Base normativa e precedentes
- Medida Provisória 1.343/2026 — base normativa originária que disciplinou o tema e foi objeto de conversão pelo PLV 6/2026.
- PLV 6/2026 — projeto de lei de conversão que introduziu as alterações convertidas na Lei 15.485/2026.
- Lei 15.485/2026 — norma sancionada que amplia os mecanismos de fiscalização do piso mínimo do frete.
- Constituição Federal, art. 66 — disciplina a sanção e o veto presidencial, fundamento constitucional do ato de vetar o dispositivo de anistia.
- Lei nº 13.103/2015 (Lei do Motorista) — normativa setorial relevante sobre a regulação do exercício da atividade de transporte rodoviário, que compõe o arcabouço regulatório aplicado ao setor (relevante para interpretação, por integrar a regulação do transporte).
- Jurisprudência: a jurisprudência consolidada sobre limites da anistia legislativa e efeitos retroativos de normas administrativas, bem como sobre o controle de políticas tarifárias do transporte, será referência nos recursos que eventualmente questionem o veto ou a aplicação das novas regras.
Impacto prático
- Para advogados que representam transportadoras e caminhoneiros: haverá aumento de demandas administrativas e judiciais relativas à validade e aplicação do piso do frete; é previsível incremento de impugnações contra autos de infração e pedidos de tutela jurisdicional em face de atos fiscalizatórios.

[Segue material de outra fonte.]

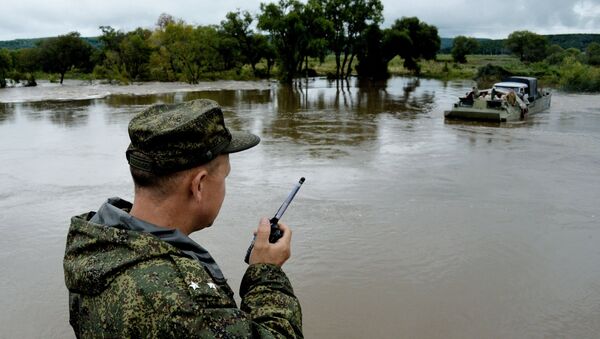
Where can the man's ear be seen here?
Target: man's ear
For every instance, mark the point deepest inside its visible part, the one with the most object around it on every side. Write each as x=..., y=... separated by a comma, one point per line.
x=198, y=185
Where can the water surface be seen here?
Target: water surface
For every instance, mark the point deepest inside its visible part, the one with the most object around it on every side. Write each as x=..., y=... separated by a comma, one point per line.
x=407, y=225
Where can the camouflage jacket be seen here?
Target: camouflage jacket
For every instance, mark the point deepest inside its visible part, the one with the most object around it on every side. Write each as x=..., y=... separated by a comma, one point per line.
x=125, y=283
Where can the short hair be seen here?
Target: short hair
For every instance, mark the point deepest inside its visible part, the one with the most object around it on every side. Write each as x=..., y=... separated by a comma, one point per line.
x=162, y=185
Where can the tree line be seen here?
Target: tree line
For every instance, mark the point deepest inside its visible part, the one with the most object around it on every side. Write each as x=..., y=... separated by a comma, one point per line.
x=530, y=47
x=283, y=35
x=280, y=39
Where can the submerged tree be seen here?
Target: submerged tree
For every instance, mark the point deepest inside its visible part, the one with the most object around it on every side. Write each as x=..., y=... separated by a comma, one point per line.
x=423, y=41
x=528, y=46
x=5, y=66
x=284, y=23
x=462, y=46
x=349, y=20
x=60, y=54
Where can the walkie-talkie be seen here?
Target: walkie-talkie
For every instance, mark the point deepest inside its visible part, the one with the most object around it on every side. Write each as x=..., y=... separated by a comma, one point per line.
x=276, y=233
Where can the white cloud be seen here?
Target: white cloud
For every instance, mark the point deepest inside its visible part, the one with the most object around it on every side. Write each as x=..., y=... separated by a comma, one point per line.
x=480, y=18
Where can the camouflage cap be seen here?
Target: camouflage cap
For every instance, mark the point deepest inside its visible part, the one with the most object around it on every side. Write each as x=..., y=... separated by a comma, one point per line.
x=171, y=138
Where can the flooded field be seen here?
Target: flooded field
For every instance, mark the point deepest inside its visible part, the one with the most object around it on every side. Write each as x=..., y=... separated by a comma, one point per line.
x=407, y=226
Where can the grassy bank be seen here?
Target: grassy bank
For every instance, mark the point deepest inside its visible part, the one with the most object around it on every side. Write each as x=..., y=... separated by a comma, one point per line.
x=571, y=75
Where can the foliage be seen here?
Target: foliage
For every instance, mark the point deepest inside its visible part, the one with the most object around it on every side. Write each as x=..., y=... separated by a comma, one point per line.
x=348, y=20
x=530, y=47
x=593, y=54
x=462, y=46
x=372, y=61
x=5, y=66
x=252, y=46
x=284, y=23
x=413, y=40
x=60, y=54
x=575, y=76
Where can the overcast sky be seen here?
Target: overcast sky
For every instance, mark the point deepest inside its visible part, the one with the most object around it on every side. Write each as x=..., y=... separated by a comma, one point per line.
x=479, y=18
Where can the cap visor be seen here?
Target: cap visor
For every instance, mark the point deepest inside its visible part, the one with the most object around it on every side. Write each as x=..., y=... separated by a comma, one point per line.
x=241, y=141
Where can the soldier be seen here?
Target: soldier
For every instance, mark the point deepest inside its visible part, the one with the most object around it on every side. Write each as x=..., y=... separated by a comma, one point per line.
x=131, y=269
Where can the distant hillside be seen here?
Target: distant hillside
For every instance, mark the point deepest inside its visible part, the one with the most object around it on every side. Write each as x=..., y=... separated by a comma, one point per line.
x=496, y=46
x=486, y=46
x=29, y=43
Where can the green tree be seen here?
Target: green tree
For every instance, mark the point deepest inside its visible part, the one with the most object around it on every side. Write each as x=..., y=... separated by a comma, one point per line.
x=528, y=46
x=284, y=23
x=245, y=42
x=186, y=52
x=462, y=46
x=134, y=52
x=556, y=54
x=349, y=20
x=372, y=60
x=415, y=40
x=60, y=54
x=5, y=66
x=593, y=54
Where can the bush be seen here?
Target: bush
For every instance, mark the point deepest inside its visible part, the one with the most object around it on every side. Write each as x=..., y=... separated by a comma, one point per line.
x=575, y=76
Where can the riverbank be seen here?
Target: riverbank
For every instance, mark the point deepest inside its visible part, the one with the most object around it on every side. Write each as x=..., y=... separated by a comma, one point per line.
x=98, y=89
x=570, y=76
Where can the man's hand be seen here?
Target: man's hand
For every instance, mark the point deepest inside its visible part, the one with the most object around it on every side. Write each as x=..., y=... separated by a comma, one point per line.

- Para autuados em 2022: o veto afasta a anistia e mantém a possibilidade de cobrança e de efeitos administrativos das multas; a defesa administrativa e judicial deverá explorar vícios formais nos autos e eventuais questões de proporcionalidade das sanções.
- Para reguladores e órgãos fiscalizadores: a lei amplia atribuições de atuação, exigindo estrutura de fiscalização, critérios técnicos claros e documentação probatória para sustentar autuações por descumprimento do piso.
- Para o mercado e contratantes de frete: maior fiscalização pode reduzir práticas de subcontratação a preços inferiores ao piso, com reflexos nos custos logísticos e na negociação contratual entre embarcadores e transportadores.
O que observar
- Prazos e regras de transição: verificar se a nova lei e o texto convertido estabeleceram prazos de adaptação ou produziram efeitos imediatos; advogados devem mapear regimes temporários e cláusulas de eficácia diferida.
- Controle judicial do veto: é possível que parlamentares, entidades representativas ou autuados busquem judicializar o veto legislativo ou a aplicação das multas; ações constitucionais e mandados de segurança podem figurar na fase contenciosa.
- Procedimento administrativo sancionador: é essencial acompanhar quais padrões de prova e quais parâmetros de cálculo do piso serão exigidos pelos órgãos fiscalizadores para que as autuações resistam ao controle judicial.
- Risco reputacional e operacional: empresas e caminhoneiros precisam avaliar políticas contratuais, compliance e práticas de contratação para mitigar autuações futuras.
Em síntese, a sanção da Lei 15.485/2026 fortalece a atuação fiscalizatória sobre o piso do frete, mantendo a responsabilização administrativa por multas aplicadas em episódios anteriores. A conjunção entre conteúdo normativo, a negativa presidencial à anistia e a resposta do mercado e do Judiciário moldará o contorno prático desta nova etapa regulatória no setor de transporte rodoviário.